The nurse will bring your baby round to a warming bed thing (pardon the technical terminology) to clean the baby up. While the baby looks like a squinting, slimy piece of baloney, she is at the same time a beautiful site to behold. (As an aside, I would highly recommend bringing a camera into the surgery room.) There is one part that you as the father get to play in this whole process, should you choose to. Once they’ve got her all cleaned up, you get to take a pair of scissors and cut the umbilical chord. Personally, I can stand needles and blood and yelling, but cutting body parts just isn’t my thing. If you don’t feel like you can do it, no problem. The nurses will then weigh and measure her, wrap her up, and give her to you to hold for the first time. And your heart will melt again.

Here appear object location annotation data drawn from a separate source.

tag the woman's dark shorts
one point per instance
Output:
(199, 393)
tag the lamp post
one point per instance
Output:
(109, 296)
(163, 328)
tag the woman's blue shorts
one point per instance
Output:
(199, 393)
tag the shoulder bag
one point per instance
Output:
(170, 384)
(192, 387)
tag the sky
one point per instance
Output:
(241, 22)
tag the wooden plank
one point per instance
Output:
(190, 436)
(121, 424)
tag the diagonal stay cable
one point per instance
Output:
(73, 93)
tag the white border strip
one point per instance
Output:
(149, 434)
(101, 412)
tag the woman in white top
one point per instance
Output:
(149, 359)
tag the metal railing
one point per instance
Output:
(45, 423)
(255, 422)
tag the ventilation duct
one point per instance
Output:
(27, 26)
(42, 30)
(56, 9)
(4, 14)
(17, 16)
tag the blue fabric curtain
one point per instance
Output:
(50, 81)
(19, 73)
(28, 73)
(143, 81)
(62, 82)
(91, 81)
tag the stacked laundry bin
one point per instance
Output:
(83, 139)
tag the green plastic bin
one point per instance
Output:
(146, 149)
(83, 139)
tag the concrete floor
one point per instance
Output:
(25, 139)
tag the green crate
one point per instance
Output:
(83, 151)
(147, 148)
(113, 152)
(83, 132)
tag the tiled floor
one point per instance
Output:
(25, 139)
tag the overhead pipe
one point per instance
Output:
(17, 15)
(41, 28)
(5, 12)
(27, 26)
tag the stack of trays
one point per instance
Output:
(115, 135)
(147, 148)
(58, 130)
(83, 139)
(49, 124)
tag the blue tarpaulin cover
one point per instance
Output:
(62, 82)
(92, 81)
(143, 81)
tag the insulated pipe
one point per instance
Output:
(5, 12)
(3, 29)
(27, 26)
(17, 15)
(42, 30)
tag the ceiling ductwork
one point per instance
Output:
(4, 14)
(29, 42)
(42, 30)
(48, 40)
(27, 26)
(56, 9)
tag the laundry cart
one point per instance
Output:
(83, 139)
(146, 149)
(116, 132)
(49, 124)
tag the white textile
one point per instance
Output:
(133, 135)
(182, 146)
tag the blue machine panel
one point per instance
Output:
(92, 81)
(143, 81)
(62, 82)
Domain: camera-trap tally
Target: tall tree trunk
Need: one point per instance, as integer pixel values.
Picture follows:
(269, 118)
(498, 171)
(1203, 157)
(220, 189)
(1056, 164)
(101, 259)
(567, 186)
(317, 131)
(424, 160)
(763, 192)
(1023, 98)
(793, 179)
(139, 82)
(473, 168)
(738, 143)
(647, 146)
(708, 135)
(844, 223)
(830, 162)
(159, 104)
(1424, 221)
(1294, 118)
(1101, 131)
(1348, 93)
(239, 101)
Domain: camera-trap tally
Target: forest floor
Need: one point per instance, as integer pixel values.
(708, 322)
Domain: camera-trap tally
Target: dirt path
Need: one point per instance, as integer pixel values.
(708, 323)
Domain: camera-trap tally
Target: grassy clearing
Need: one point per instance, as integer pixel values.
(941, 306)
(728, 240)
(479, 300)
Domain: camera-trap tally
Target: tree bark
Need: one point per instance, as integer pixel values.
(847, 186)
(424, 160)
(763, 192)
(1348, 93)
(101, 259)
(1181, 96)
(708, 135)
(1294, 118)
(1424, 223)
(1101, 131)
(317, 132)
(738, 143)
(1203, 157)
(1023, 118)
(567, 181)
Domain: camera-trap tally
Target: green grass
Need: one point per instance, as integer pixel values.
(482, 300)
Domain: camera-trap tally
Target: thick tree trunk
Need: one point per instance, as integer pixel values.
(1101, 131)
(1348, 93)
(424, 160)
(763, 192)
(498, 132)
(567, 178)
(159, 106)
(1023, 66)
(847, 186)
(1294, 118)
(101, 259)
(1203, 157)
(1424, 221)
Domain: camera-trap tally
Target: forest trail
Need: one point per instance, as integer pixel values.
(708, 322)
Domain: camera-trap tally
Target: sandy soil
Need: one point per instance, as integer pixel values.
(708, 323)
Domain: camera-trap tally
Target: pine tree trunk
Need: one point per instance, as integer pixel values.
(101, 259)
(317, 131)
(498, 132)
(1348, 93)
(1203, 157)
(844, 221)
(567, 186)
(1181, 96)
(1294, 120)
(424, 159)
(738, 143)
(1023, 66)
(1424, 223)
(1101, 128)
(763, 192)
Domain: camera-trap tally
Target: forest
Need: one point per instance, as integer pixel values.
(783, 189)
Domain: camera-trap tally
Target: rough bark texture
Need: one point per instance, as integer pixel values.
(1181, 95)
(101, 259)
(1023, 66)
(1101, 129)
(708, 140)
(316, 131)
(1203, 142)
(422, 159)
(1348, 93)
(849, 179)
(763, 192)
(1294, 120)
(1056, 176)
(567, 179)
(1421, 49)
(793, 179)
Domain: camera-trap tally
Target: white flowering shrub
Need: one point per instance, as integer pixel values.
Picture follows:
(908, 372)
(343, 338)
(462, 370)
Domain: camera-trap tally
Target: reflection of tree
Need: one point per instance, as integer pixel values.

Meanwhile, your wife is still being rummaged around in, tugged, vacuumed and sewed back up. If she doesn’t want to talk or look at your baby just yet, it’s nothing personal and certainly nothing against your baby. She is simply trying desperately not to get sick from all the weirdness going on beneath the blue canopy. Once you’re out of surgery, believe me she will be more than happy to revel in this moment.
If you stay overnight at the hospital with your wife, it is perfectly okay to have the nurses take care of your baby in the nursery for a little while. You’ll be feeling tired and your wife will most certainly be feeling tired and need her rest. Don’t feel guilty when the nurses ask if the both of you would like to get some rest and have them take your baby for a little while. In fact, you may need to insist on it for your wife’s sake.
And now you have joined the elite ranks of dadhood. There will be many more lessons to learn, joys to share, butts to be wiped, and tiny fingers to kiss. Welcome to the best job in the world.